$26 millionSettlement

Quadriplegic Montana Missionary Wins $26 Million Settlement After 2009 Rollover Left Him Paralyzed and Brain-Injured

Settlement · Gallatin County District Court, Montana (Judge Mike Salvagni) · 2015

Won by Hoyt & Blewett PLLC.

Jeremy Vangsnes, a 21-year-old cross-country athlete who was left quadriplegic and brain-injured after a 2009 rollover on Interstate 90 near Belgrade, Montana, settled for $26 million against the North American Mission Board of the Southern Baptist Convention after a judge ruled the driver was acting within the scope of his agency with the organization.

What happened

On the afternoon of July 21, 2009, Jeremy Vangsnes was riding in an SUV on Interstate 90 near Belgrade, Montana, returning from a side trip to Glacier National Park. The vehicle was driven by Scott Minear, a 20-year-old University of Georgia student, and also carried Jeremy's brothers Ryan and Daniel. All four were participants in a 10-week summer resort missions program organized by the North American Mission Board (NAMB), the domestic missions agency of the Southern Baptist Convention.

The SUV drifted off the highway onto the grass shoulder, and Minear overcorrected. The vehicle rolled multiple times. Vangsnes, then 21 and entering his senior year at Coastal Carolina University where he competed in cross-country running, was reported dead at the scene before responders realized he was alive. He survived but suffered catastrophic injuries: quadriplegia and a traumatic brain injury that ended his athletic career and his ability to live independently.
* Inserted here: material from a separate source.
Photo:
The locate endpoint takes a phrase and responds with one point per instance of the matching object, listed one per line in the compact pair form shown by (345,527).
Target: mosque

First Baptist Church of West Yellowstone, the local church that hosted the summer program, settled for $1 million in 2013. The central legal dispute concerned whether NAMB, as the sponsoring organization, bore vicarious liability for the crash. NAMB contested that the trip was an unauthorized personal excursion outside the scope of the missions program.

Hoyt and Blewett attorneys Alexander Blewett III and Anders Blewett represented Vangsnes in the litigation against NAMB and its insurers. On June 19, 2015, Judge Mike Salvagni of the 18th Judicial District in Gallatin County ruled that Minear 'was acting within the course and scope of his agency with NAMB' at the time of the crash, establishing the organization's vicarious liability. Within days of that ruling, NAMB's insurers agreed to pay the full policy limits.

The resulting $26 million settlement was reported at the time to be the largest insurance settlement in Montana state history. The funds were designated to provide Vangsnes with 24-hour skilled nursing care and to purchase a home adapted for his needs. Anders Blewett stated the settlement would allow Jeremy 'to live the fullest life possible' despite injuries that could never be undone.

Sources

This account is drawn from contemporaneous public reporting and the court record.